For questions about bitsliced (SIMD-within-a-register / SWAR) implementation of ciphers and other cryptographic primitives.

Bitslicing, also known as "SIMD within a register" (SWAR), is a technique used to compute multiple evaluations of a function (such as a block cipher, a hash, etc.) in parallel on a single CPU core using bitwise logical operations (AND, OR, XOR, NOT).

In a bitsliced implementation, instead of having a single variable storing, say, a 32-bit number, one would have one variable storing the lowest bit of the number (or, rather, of $n$ numbers, where $n$ is the number of bits the CPU can store in a register), another variable storing the second lowest bit(s) of the number(s), and so on, for a total of 32 variables.

While calculating everything bit-by-bit is generally slower than just calculating things the ordinary way, an $n$-bit processor can run up to $n$ bitsliced instances of the function (e.g. to encrypt up to $n$ blocks of data) in parallel. Thus, as long as the bitsliced implementation is no more than $n$ times slower to run a single instance of the function, it will yield a net gain in throughput.

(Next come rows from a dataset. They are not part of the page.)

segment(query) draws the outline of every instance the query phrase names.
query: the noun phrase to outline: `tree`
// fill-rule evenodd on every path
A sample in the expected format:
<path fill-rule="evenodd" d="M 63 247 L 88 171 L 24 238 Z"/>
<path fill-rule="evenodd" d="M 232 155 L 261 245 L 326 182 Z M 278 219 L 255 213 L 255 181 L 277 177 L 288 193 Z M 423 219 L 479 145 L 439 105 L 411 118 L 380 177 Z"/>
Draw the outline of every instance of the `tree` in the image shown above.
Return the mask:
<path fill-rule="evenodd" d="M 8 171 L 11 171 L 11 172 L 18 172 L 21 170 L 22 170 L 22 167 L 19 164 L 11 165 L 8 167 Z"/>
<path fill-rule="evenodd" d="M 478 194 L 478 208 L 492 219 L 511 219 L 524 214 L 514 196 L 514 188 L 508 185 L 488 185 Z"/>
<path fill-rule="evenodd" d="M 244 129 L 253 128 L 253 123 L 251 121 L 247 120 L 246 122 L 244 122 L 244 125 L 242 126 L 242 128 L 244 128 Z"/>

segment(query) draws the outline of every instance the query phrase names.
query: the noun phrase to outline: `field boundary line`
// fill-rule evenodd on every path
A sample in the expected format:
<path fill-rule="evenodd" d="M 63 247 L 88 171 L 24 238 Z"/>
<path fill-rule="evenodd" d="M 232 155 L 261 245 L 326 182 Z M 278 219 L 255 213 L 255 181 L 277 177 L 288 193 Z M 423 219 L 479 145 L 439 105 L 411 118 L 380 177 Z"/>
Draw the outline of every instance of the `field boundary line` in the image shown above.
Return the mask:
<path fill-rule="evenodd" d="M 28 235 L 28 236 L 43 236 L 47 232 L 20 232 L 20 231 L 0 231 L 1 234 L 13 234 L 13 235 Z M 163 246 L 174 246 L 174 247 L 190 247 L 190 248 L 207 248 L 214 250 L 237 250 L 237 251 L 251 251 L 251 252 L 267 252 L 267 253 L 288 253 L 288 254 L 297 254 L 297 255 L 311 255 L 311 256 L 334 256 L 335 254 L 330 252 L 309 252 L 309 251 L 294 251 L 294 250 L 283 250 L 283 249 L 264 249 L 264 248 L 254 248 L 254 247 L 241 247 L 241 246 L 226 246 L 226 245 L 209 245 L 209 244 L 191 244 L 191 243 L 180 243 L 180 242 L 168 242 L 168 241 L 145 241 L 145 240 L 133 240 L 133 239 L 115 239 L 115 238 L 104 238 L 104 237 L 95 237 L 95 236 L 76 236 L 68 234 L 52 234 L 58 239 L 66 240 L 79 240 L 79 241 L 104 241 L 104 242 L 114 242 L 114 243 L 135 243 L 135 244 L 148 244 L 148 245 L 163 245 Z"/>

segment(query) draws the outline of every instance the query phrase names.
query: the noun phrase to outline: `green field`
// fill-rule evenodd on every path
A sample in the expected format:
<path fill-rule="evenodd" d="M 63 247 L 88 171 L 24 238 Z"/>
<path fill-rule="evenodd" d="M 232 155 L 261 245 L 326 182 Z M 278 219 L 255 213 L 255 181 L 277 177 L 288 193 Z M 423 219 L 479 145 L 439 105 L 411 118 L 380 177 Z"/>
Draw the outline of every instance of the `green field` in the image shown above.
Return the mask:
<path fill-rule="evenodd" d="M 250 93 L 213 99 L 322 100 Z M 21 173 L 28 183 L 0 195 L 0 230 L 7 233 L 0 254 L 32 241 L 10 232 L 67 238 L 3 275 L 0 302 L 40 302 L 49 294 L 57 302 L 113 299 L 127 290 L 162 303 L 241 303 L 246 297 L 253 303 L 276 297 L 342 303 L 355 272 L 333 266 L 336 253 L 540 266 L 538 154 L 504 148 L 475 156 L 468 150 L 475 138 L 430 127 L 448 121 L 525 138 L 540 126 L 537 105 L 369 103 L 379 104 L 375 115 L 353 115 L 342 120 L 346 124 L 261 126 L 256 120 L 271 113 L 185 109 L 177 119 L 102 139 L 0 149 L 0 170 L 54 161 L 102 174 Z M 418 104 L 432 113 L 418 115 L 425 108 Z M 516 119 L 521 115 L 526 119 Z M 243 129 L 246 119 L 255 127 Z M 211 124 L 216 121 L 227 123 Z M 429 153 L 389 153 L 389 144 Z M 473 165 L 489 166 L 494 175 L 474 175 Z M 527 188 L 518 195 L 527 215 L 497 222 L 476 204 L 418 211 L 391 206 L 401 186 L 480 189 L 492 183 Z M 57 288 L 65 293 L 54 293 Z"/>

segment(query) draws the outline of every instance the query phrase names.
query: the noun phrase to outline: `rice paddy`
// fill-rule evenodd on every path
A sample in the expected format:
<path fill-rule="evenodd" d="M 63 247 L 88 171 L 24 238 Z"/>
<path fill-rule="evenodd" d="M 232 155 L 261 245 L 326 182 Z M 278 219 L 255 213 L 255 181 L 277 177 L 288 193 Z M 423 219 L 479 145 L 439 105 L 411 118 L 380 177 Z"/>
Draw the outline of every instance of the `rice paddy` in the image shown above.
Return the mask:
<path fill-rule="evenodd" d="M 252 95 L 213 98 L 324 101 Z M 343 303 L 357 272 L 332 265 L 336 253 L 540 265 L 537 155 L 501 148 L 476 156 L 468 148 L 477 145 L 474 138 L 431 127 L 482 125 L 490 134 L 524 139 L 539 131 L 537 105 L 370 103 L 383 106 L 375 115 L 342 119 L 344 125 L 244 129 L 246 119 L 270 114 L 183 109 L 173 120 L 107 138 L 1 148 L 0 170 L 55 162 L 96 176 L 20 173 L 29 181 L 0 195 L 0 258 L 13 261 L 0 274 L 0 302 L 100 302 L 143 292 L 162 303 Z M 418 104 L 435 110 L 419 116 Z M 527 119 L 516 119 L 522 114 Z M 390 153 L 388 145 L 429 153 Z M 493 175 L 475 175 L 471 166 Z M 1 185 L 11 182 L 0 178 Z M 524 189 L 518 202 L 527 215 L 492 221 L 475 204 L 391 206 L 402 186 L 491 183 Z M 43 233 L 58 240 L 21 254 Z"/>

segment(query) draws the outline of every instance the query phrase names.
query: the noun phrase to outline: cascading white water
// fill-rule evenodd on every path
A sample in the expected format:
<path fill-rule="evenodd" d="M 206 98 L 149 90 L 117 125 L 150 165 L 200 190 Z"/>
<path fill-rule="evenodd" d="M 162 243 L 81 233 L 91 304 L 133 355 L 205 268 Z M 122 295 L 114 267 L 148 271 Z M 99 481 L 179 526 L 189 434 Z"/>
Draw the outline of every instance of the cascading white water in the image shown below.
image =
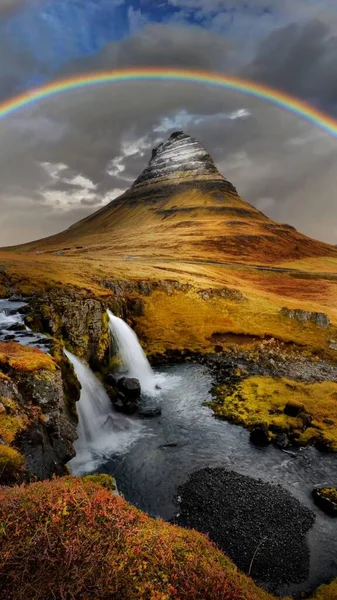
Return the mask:
<path fill-rule="evenodd" d="M 69 463 L 77 475 L 95 470 L 111 454 L 124 453 L 139 437 L 142 424 L 116 413 L 93 372 L 74 354 L 64 350 L 81 384 L 77 403 L 76 456 Z"/>
<path fill-rule="evenodd" d="M 81 398 L 77 404 L 78 436 L 81 445 L 90 445 L 102 434 L 102 426 L 111 413 L 111 402 L 93 372 L 74 354 L 64 351 L 72 363 L 81 389 Z"/>
<path fill-rule="evenodd" d="M 155 393 L 158 377 L 151 369 L 135 332 L 123 319 L 116 317 L 110 310 L 108 310 L 108 316 L 110 333 L 128 377 L 139 379 L 143 392 Z"/>

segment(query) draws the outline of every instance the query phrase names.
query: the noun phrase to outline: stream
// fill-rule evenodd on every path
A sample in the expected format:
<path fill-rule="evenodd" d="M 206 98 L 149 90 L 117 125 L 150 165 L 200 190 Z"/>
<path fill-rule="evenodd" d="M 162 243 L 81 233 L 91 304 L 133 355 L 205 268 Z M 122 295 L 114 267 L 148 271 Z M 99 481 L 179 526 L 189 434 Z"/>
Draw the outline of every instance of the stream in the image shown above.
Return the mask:
<path fill-rule="evenodd" d="M 337 523 L 315 506 L 311 491 L 317 484 L 336 481 L 337 456 L 307 448 L 292 457 L 273 446 L 253 446 L 245 429 L 215 419 L 204 406 L 211 399 L 212 378 L 201 365 L 172 365 L 160 375 L 166 376 L 166 384 L 171 382 L 160 398 L 162 415 L 143 420 L 143 435 L 122 455 L 104 460 L 99 470 L 116 477 L 129 502 L 166 520 L 177 511 L 178 486 L 204 467 L 223 467 L 280 484 L 316 514 L 308 534 L 310 579 L 289 590 L 314 588 L 336 577 Z"/>
<path fill-rule="evenodd" d="M 11 330 L 15 323 L 23 325 L 24 317 L 19 312 L 23 306 L 24 303 L 0 300 L 0 339 L 15 339 L 45 350 L 44 336 L 33 334 L 26 327 L 21 331 Z M 118 333 L 117 342 L 121 342 L 121 336 L 130 334 L 124 331 L 120 321 L 111 315 Z M 138 344 L 138 341 L 134 336 L 129 343 Z M 139 363 L 143 372 L 141 352 L 140 346 L 135 346 L 128 360 L 132 364 Z M 75 442 L 77 456 L 69 463 L 74 474 L 112 474 L 126 500 L 149 515 L 165 520 L 171 519 L 179 510 L 175 500 L 179 485 L 192 472 L 205 467 L 223 467 L 279 484 L 310 508 L 316 520 L 307 538 L 309 579 L 278 592 L 299 593 L 337 577 L 337 521 L 326 516 L 311 499 L 316 485 L 336 484 L 336 455 L 323 454 L 314 448 L 297 450 L 294 455 L 289 455 L 273 446 L 253 446 L 245 429 L 214 418 L 211 409 L 205 406 L 211 399 L 212 377 L 207 367 L 194 363 L 151 371 L 156 383 L 152 396 L 155 394 L 155 401 L 162 408 L 161 416 L 145 419 L 117 414 L 90 369 L 73 355 L 67 355 L 82 385 L 80 437 Z M 149 372 L 145 375 L 148 382 Z M 99 425 L 98 433 L 88 426 L 95 419 L 92 411 L 97 399 L 101 406 L 95 424 L 96 427 Z M 90 446 L 93 433 L 96 444 Z"/>

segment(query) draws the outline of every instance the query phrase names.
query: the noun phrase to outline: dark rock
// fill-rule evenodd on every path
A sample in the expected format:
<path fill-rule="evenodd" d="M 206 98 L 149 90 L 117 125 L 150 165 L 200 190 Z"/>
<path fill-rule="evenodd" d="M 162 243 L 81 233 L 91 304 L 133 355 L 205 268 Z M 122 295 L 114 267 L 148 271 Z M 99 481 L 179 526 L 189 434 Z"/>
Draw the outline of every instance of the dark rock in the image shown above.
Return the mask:
<path fill-rule="evenodd" d="M 117 381 L 117 387 L 128 400 L 140 398 L 141 387 L 138 379 L 122 377 Z"/>
<path fill-rule="evenodd" d="M 178 495 L 174 522 L 208 534 L 270 591 L 308 579 L 306 533 L 315 515 L 281 486 L 207 468 L 193 473 Z"/>
<path fill-rule="evenodd" d="M 331 419 L 323 419 L 323 423 L 325 423 L 326 425 L 334 425 L 335 422 L 332 421 Z"/>
<path fill-rule="evenodd" d="M 325 440 L 323 437 L 319 436 L 314 443 L 315 448 L 320 452 L 330 453 L 333 452 L 332 444 L 328 440 Z"/>
<path fill-rule="evenodd" d="M 287 402 L 284 407 L 284 414 L 288 415 L 288 417 L 298 417 L 300 413 L 305 413 L 304 404 L 300 404 L 299 402 Z"/>
<path fill-rule="evenodd" d="M 25 331 L 25 329 L 26 326 L 22 323 L 13 323 L 13 325 L 7 327 L 7 331 Z"/>
<path fill-rule="evenodd" d="M 15 335 L 13 335 L 13 334 L 5 335 L 3 339 L 5 342 L 9 342 L 10 340 L 15 340 Z"/>
<path fill-rule="evenodd" d="M 256 446 L 268 446 L 270 443 L 267 425 L 258 425 L 250 432 L 250 441 Z"/>
<path fill-rule="evenodd" d="M 317 487 L 312 496 L 321 510 L 331 517 L 337 517 L 337 488 Z"/>
<path fill-rule="evenodd" d="M 287 448 L 289 446 L 289 438 L 288 438 L 287 434 L 286 433 L 280 433 L 275 438 L 275 445 L 278 448 L 281 448 L 281 450 L 283 450 L 284 448 Z"/>
<path fill-rule="evenodd" d="M 136 402 L 128 402 L 126 399 L 122 398 L 120 395 L 117 398 L 117 401 L 114 402 L 114 409 L 123 413 L 124 415 L 134 415 L 138 410 L 138 405 Z"/>
<path fill-rule="evenodd" d="M 214 352 L 217 352 L 217 353 L 223 352 L 223 346 L 221 346 L 221 344 L 216 344 L 214 346 Z"/>
<path fill-rule="evenodd" d="M 298 418 L 301 419 L 303 421 L 303 431 L 305 431 L 308 427 L 310 427 L 313 417 L 312 415 L 309 415 L 309 413 L 305 413 L 305 412 L 301 412 L 298 415 Z"/>
<path fill-rule="evenodd" d="M 159 417 L 161 415 L 160 406 L 142 406 L 138 407 L 138 412 L 142 417 Z"/>
<path fill-rule="evenodd" d="M 177 448 L 178 442 L 170 442 L 168 444 L 162 444 L 159 448 Z"/>
<path fill-rule="evenodd" d="M 111 374 L 107 375 L 106 383 L 107 383 L 107 385 L 110 385 L 113 388 L 117 387 L 117 379 L 116 379 L 116 377 L 114 377 Z"/>

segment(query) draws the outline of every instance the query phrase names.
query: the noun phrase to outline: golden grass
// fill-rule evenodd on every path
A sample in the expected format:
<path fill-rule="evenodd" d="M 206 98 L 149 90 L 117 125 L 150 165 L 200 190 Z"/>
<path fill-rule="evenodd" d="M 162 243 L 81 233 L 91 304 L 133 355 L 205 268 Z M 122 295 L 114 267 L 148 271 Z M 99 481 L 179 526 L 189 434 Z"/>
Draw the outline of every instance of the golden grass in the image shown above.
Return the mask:
<path fill-rule="evenodd" d="M 300 383 L 289 379 L 249 377 L 239 383 L 235 391 L 226 386 L 216 390 L 217 402 L 212 408 L 218 416 L 251 429 L 257 423 L 281 428 L 298 434 L 298 443 L 307 445 L 322 438 L 337 452 L 337 383 Z M 284 413 L 287 403 L 298 404 L 301 413 L 313 420 L 303 427 L 301 415 L 290 417 Z M 271 433 L 271 437 L 275 437 Z"/>
<path fill-rule="evenodd" d="M 335 248 L 274 223 L 231 191 L 166 193 L 157 186 L 151 201 L 148 191 L 130 192 L 59 235 L 0 251 L 0 285 L 6 277 L 25 295 L 66 287 L 108 300 L 106 279 L 174 279 L 193 290 L 144 298 L 137 330 L 150 352 L 211 349 L 213 333 L 233 332 L 274 336 L 336 358 L 329 349 L 337 338 Z M 259 264 L 302 272 L 258 270 Z M 240 290 L 247 301 L 205 303 L 196 293 L 221 286 Z M 286 319 L 285 305 L 325 312 L 332 327 Z"/>

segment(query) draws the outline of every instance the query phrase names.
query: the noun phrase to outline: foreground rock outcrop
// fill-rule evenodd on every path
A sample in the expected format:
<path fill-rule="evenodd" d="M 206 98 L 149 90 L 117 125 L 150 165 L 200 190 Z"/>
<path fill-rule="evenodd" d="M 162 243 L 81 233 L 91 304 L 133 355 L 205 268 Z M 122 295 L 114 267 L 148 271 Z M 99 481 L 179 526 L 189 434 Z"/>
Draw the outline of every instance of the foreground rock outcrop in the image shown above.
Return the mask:
<path fill-rule="evenodd" d="M 0 342 L 0 482 L 66 474 L 76 438 L 54 360 L 38 349 Z"/>

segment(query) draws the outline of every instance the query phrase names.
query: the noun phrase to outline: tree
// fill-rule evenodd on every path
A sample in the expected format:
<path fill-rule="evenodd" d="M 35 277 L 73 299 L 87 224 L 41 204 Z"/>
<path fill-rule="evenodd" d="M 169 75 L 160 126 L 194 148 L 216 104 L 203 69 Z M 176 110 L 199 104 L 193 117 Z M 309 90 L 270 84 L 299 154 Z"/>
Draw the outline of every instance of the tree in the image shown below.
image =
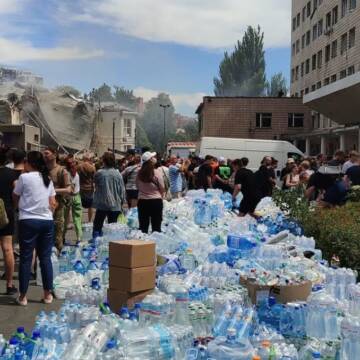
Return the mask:
<path fill-rule="evenodd" d="M 98 89 L 92 89 L 89 94 L 89 98 L 94 102 L 114 101 L 114 97 L 111 93 L 111 87 L 105 83 L 102 84 Z"/>
<path fill-rule="evenodd" d="M 75 97 L 80 97 L 81 92 L 78 89 L 75 89 L 73 86 L 70 85 L 60 85 L 55 88 L 55 91 L 61 92 L 63 94 L 71 94 Z"/>
<path fill-rule="evenodd" d="M 214 78 L 216 96 L 261 96 L 264 94 L 264 33 L 260 26 L 249 26 L 234 52 L 225 52 L 219 78 Z"/>
<path fill-rule="evenodd" d="M 169 105 L 165 109 L 165 138 L 164 138 L 164 109 L 160 105 Z M 148 101 L 144 115 L 139 123 L 145 130 L 149 141 L 156 151 L 162 153 L 165 150 L 170 134 L 175 133 L 175 109 L 169 95 L 161 93 L 156 98 Z"/>
<path fill-rule="evenodd" d="M 153 144 L 149 141 L 149 138 L 143 129 L 143 127 L 139 124 L 139 122 L 136 123 L 136 144 L 135 146 L 137 148 L 142 148 L 144 146 L 149 147 L 150 149 L 154 148 Z"/>
<path fill-rule="evenodd" d="M 116 102 L 131 109 L 135 108 L 137 99 L 133 90 L 127 90 L 123 86 L 119 87 L 116 85 L 114 85 L 114 89 L 114 98 Z"/>
<path fill-rule="evenodd" d="M 197 120 L 188 122 L 185 127 L 186 141 L 198 141 L 200 137 L 199 122 Z"/>
<path fill-rule="evenodd" d="M 283 96 L 288 92 L 287 81 L 283 73 L 279 72 L 266 83 L 267 96 Z"/>

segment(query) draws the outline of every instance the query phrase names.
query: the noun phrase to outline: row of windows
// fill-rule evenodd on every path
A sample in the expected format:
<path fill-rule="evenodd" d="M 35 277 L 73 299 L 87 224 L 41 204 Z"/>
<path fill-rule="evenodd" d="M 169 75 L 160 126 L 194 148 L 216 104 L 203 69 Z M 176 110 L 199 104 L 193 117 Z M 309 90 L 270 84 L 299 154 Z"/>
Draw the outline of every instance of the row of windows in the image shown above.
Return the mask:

The main advantages of bitslicing are:

  • Potentially higher throughput than conventional software implementations, especially for functions designed for hardware implementation or for CPUs with a narrow register width.

  • Strong immunity to timing attacks (and potentially some resistance to other side channel attacks) due to the (necessary) elimination of data-dependent branches.

However, not all functions are well suited to bitslicing. While most basic arithmetic and logical operations bitslice well, functions that manipulate large amounts of mutable state or which require data-dependent table lookups can be difficult or impossible to bitslice.

Also, bitslicing necessarily trades off latency for throughput: while the overall time to compute $n$ parallel evaluations of a function using a bitsliced implementation may be lower than with a conventional implementation, the minimum time needed to get the results for one evaluation is almost surely higher. Thus, bitslicing is poorly suited for sequential uses like CBC encryption, where the input to one evaluation of the function depends on the output of the previous one, or for latency-critical applications where getting one result fast is important.